Modern cytometry is a fascinating technology — remarkably high-dimensional and high-throughput, sharing some of the complexity risks of other high-dimensional technologies (microarrays, scRNASeq). It is an interesting example of a complex system because it is conceptually a very simple assay. Cells are stained with antibodies conjugated to fluorophores, excited by lasers, and the emitted light is filtered and captured at detectors. The intensity of the signal is proportional to the amount of fluorophore, which is proportional to the amount of the specific protein on each cell.

Each of these phenomena is well understood, and a trained technician can set up the instrument, titrate staining, run controls and samples, and analyze the data. It is conceptually simple. But when one digs into the details, there is a lot going on that few individuals can claim to fully understand. Would we expect the lab technician to understand the mathematical underpinnings of unmixing, data transformations, file formats, and downstream statistical modeling? Would we expect the statistician to understand antibody affinity and avidity, titration, or instrument calibration? It's not reasonable to be expert in all things — we rely on each person in the chain to understand their part and do it well.

Yet in flow cytometry there are non-obvious knock-on effects between layers of complexity. If something goes wrong with the instrument, the data processing, or the titration, these issues manifest in a readout that is not only inaccurate but rarely obviously so. The problem only becomes visible somewhere downstream, sometimes far downstream from the individual responsible for that piece of the system. The layers are tightly coupled, errors have far-reaching causal impact, and the people who rely on the final output usually don't have access to the data, intermediate decisions, and quality diagnostics necessary to evaluate it. As a consequence, decisions are not fully informed. Cytometry can easily deceive the user.

Ozette's Approach and Validated Solutions

At Ozette, we work with partners to help them make sense of their complex cytometry data, and we have repeatedly seen systemic complexity affect data quality. The problems typically arise upstream in data generation, and our team often surfaces these issues to our partners for the first time. The demand for higher quality data is part of the motivation for establishing Ozette, the Ozette Lab, and bringing together experts in assay development, panel design, computation, statistics, and engineering — taking a vertically integrated approach to cytometry data generation and analysis.

Ozette's assay and platform utilizes data-driven computational analysis, quality monitoring, and gating to rapidly and robustly identify cell populations, with the quality assurance controls and regulatory compliance necessary for clinical trial use through formal validation of the assay and underlying algorithm. To our knowledge, Ozette provides the only validated computational gating solution (Endpoints™), which, combined with our validated 48-color PIP-01 spectral assay, delivers deep phenotyping and immune profiling for clinical trials.

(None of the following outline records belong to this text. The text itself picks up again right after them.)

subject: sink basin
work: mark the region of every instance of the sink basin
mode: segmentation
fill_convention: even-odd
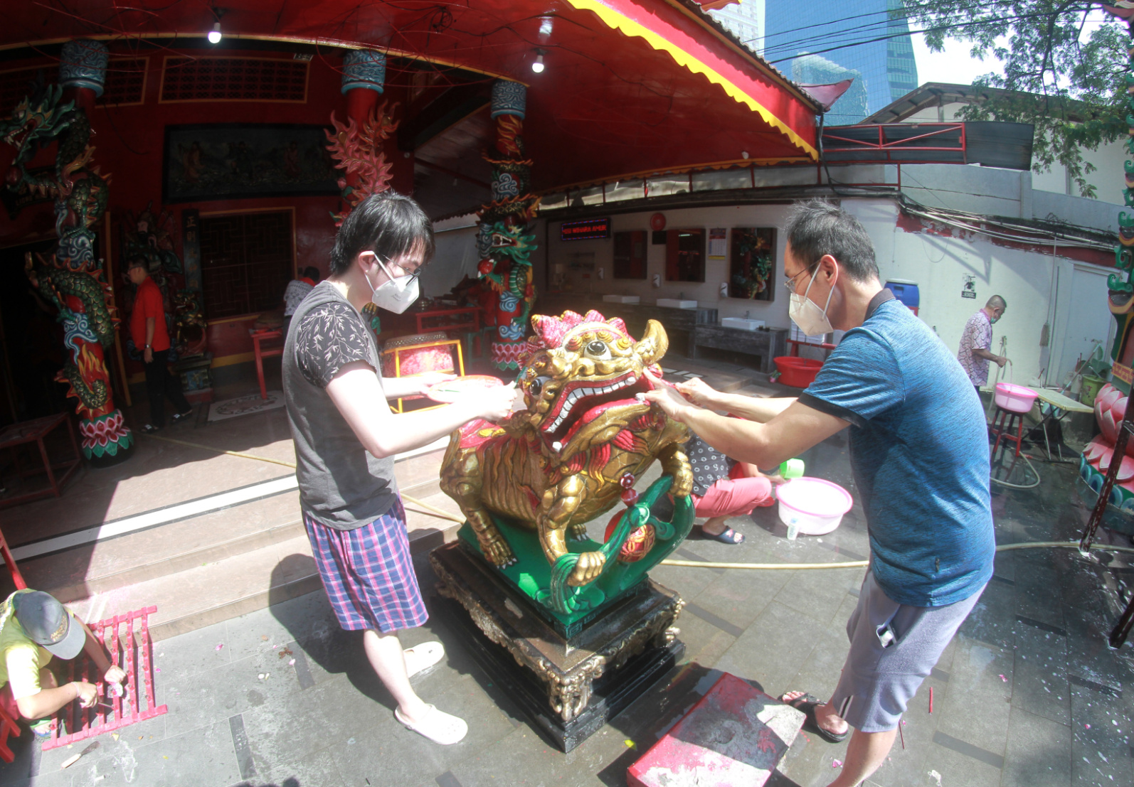
[[[725,328],[738,328],[742,331],[754,331],[764,327],[763,320],[745,320],[743,318],[721,318],[720,324]]]

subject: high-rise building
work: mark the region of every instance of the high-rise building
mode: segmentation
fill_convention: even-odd
[[[723,8],[709,11],[729,33],[739,39],[756,54],[763,45],[764,0],[737,0]]]
[[[828,112],[828,125],[858,122],[917,87],[903,0],[760,1],[764,25],[750,45],[765,60],[803,84],[855,78]]]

By taking on the data quality component rather than pushing it onto the user, we've built tooling that lets us rapidly identify and diagnose data quality issues before they become pervasive. The impact is that our partners' drug development programs are accelerated, moving faster from phase I to II to III, because data is reliable, rich, and informative. The unintended consequences of overlooking complexity are multi-fold — impacting human health and patient finances. Ozette's commitment to a vertically integrated approach, coupled with a focus on transparency and data-driven solutions, offers a pathway to navigate these challenges, ultimately accelerating drug development and ensuring decisions are based on reliable insights.